In jenem Chaos standen alle diese Teilchen im thermischen Gleichgewicht miteinander, was bedeutet, dass jeder davon ungefähr die gleiche mittlere Energie hatte. Obwohl die Baryonen eigentlich aus Quarks gebildet werden, bezeichnet man in der Astronomie die übliche Materie, die Sterne und Planeten bildet und die natürlich auch Elektronen (die allerdings sehr leicht sind) enthält, als "baryonische Materie".

Die Abkühlung des Universums ging weiter und in einem späteren Phasenübergang konnten sich Quarks zu Protonen und Neutronen zusammentun (Hadronenepoche). Danach konnten sich Protonen und Neutronen in Atomkerne vereinigen, ein Phasenübergang welcher als Nucleosynthese bezeichnet wird.

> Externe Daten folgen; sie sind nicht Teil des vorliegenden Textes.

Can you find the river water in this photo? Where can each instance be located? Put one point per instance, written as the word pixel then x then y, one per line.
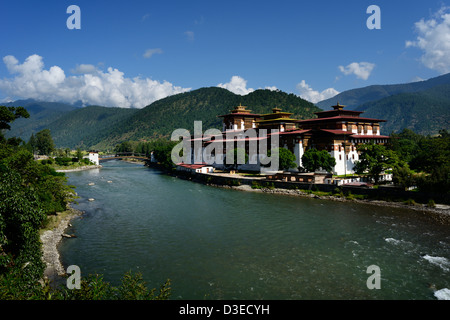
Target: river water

Schließlich war das Universum so abgekühlt, dass Elektronen mit den Kernen Atome bilden konnten (Rekombination). Plötzlich gab es im Universum die leichten Elemente wie Wasserstoff und Helium. Dann ging es weiter innerhalb der Sterne, die sich über Millionen von Jahren in den neuen Schmelztiegel für neue, schwerere Elemente verwandelten.

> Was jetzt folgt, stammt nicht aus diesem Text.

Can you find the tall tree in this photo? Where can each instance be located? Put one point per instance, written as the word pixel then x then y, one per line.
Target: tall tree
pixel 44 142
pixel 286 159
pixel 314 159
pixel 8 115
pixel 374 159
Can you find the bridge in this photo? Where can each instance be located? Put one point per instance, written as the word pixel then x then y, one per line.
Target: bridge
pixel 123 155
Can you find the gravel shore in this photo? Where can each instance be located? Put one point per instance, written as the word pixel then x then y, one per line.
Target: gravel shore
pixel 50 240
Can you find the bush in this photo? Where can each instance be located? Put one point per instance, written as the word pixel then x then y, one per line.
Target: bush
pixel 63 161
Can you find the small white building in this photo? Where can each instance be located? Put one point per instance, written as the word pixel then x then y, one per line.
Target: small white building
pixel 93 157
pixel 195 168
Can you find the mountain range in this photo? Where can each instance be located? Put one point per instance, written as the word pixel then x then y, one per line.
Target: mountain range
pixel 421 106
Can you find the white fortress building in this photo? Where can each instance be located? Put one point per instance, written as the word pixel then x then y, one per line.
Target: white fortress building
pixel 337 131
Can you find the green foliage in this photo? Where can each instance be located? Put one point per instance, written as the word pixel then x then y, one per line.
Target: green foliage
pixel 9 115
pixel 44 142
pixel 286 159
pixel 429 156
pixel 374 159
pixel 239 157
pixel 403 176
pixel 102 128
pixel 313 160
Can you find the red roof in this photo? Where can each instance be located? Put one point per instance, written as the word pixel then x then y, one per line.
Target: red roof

Das alles klingt sehr gewagt: Wie können wir die damals herrschenden Temperaturen experimentell nachweisen? Jedoch ist diese theoretische Abfolge von Phasenübergängen eine der Erfolgsgeschichten der modernen theoretischen Physik, da damit die heutigen Proportionen der Elemente im Universum akkurat erklärt werden können. Die Urknall-Nukleosynthese-Theorie sagt voraus, dass die baryonische Masse des Universums aus etwa 73% Wasserstoff und aus 24% Helium besteht. Astronomische Beobachtungen bestätigen die Vorhersage: Die Masse der Milchstraße besteht aus 73,9% Wasserstoff, 24% Helium, 1% Sauerstoff und 0,5% Kohlenstoff. Nur vier Elemente tragen zu fast 99,5% der Masse unserer Galaxie bei!

Und Gold wird auch im Universum dauernd produziert ganz ohne den Stein des Weisen, allerdings vor allem in Neutronensternen, wie 2017 noch astronomisch nachgewiesen wurde.